Al Qaeda leader Osama bin Laden
Al Qaeda leader Osama bin Laden urged European countries to end their military cooperation with US forces in Afghanistan, in an audio tape aired by Al Jazeera television on Thursday.
He said American power was waning and it would be wise for the Europeans to quickly end their role in Afghanistan, where many European countries contribute to the 50,000-strong NATO and US-led coalition forces.
"With the grace of God ... the American tide is receding and they would eventually return to their home across the Atlantic ... It is in your interest to force the hand of your politicians (away from) the White House," said bin Laden.
In Washington, a US counterterrorism official said the voice on the audio tape appeared to be bin Laden's. It was not immediately clear when the new message was recorded.

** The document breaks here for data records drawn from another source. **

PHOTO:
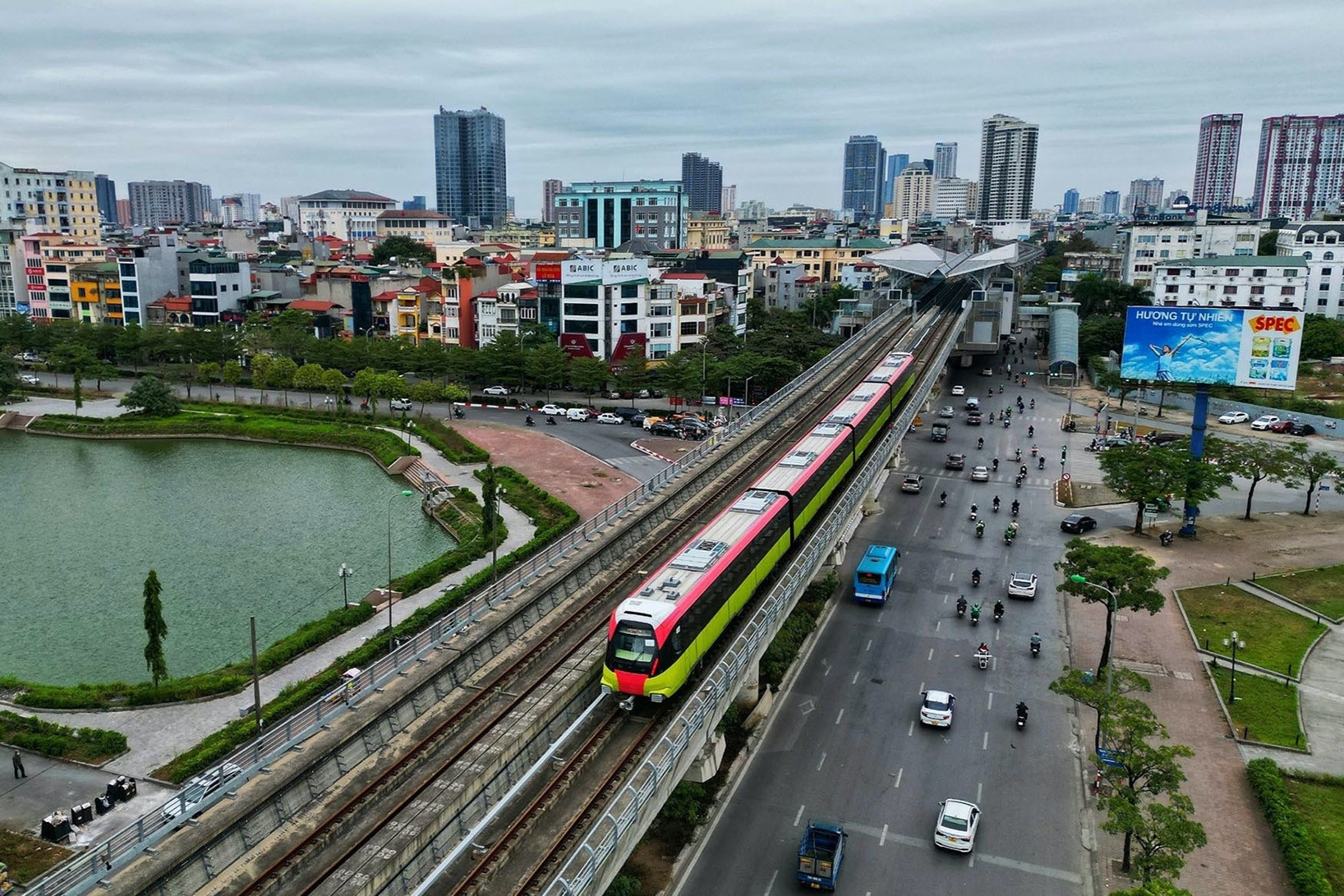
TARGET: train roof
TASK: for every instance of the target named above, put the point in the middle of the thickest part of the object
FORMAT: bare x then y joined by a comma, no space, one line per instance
680,581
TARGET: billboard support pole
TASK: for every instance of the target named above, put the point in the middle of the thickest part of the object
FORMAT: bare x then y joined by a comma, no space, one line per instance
1196,449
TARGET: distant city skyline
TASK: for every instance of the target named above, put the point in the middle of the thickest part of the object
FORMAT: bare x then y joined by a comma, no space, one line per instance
296,117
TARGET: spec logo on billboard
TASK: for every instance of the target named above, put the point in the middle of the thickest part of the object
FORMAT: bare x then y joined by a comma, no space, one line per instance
1276,323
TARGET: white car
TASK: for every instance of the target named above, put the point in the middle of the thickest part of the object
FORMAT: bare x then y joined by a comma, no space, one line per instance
198,788
1023,585
957,824
936,708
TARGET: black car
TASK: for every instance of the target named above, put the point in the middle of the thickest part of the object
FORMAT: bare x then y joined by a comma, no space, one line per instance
1077,523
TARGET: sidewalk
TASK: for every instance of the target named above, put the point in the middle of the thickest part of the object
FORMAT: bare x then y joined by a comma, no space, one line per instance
158,733
1240,855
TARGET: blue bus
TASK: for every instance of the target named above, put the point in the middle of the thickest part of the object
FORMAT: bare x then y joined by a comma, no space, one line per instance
877,572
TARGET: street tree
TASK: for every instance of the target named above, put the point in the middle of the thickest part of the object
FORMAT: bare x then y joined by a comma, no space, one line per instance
587,375
156,629
426,391
1130,574
403,249
1255,460
1164,832
1312,466
261,372
232,374
546,367
281,375
151,397
209,372
1147,475
310,378
1107,695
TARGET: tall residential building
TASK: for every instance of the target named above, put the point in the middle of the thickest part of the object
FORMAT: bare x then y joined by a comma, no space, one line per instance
897,163
703,181
469,166
864,164
944,160
1144,194
1215,162
729,202
1300,167
1007,168
550,190
107,191
913,195
956,198
154,203
610,213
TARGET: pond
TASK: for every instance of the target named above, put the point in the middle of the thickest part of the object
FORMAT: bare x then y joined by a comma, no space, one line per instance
232,530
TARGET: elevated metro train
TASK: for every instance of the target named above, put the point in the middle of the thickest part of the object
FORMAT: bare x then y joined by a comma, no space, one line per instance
660,633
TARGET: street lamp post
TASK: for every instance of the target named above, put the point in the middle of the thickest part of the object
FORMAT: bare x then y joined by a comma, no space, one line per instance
1111,638
1233,642
344,572
402,494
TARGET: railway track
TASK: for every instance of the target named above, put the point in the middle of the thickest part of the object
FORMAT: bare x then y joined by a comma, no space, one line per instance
350,845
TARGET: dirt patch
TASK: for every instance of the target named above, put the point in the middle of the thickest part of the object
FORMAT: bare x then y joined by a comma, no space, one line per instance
576,477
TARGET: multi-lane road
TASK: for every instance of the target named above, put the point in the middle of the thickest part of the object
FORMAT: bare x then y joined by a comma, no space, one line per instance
845,742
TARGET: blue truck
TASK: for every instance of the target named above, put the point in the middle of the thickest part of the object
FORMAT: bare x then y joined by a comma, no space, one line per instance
820,853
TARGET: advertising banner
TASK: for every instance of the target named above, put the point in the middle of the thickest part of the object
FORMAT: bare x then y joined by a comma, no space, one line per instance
1217,346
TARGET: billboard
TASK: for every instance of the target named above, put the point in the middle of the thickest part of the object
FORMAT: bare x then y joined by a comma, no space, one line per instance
1215,346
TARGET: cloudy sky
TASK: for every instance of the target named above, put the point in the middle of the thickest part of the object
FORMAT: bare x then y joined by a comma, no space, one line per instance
299,95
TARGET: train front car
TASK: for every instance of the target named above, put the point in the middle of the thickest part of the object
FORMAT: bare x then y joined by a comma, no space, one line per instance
657,634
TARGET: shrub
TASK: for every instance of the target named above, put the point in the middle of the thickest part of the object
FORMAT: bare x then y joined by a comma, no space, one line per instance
1300,859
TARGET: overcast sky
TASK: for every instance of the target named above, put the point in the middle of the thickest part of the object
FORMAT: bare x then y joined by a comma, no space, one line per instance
299,95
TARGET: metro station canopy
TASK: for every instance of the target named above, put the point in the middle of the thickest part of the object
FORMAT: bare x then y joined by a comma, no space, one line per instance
921,260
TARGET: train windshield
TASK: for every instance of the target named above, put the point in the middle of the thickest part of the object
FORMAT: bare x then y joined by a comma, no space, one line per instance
633,648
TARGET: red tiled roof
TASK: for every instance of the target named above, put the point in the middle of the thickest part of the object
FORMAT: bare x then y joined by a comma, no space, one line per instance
312,306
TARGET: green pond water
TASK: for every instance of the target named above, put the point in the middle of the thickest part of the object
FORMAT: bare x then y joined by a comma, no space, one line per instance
234,530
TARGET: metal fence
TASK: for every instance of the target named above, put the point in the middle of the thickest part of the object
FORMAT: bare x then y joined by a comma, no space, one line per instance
84,871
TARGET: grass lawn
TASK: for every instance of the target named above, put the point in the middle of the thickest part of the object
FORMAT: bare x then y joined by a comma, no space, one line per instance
29,857
1276,638
1265,705
1322,590
1322,803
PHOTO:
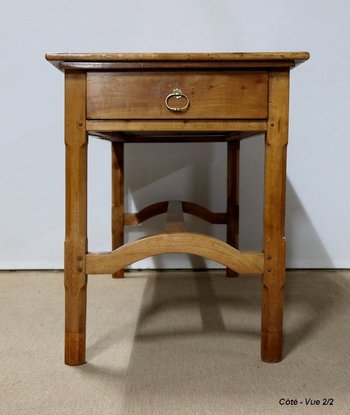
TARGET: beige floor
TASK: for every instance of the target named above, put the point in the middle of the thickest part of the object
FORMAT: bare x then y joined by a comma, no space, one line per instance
174,343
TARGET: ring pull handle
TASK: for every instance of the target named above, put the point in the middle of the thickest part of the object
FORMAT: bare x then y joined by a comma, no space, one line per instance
177,94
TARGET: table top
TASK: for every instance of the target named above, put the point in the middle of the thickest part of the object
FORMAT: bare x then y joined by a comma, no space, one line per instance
94,60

The United States led the invasion of Afghanistan to depose its Taliban rulers in late 2001, after they refused to hand over bin Laden and other al Qaeda leaders following the September 11 attacks on the United States.
Bin Laden did not make any threat in the portions of the recording aired by Jazeera. The full tape is yet to be released by an Islamist Web site.
In the portions aired by Jazeera, bin Laden said the Taliban had no knowledge of plans for the 2001 attacks.
"I am the one responsible... The Afghan people and government knew nothing whatsoever about these events," he said, adding that the United States had not provided any evidence of Taliban involvement to justify its invasion.
"Europe marched behind it with no choice but to be a lackey," bin Laden said.
"I'm addressing you (Europeans) and not your politicians ... (who) like to be in the shadow of the White House as many world leaders," he said, naming current and former leaders of Britain, France, Spain and Italy, including French President Nicolas Sarkozy and British Prime Minister Gordon Brown.
The United States has been urging its NATO allies to send more troops to Afghanistan, but European nations remain reluctant to commit further reinforcements.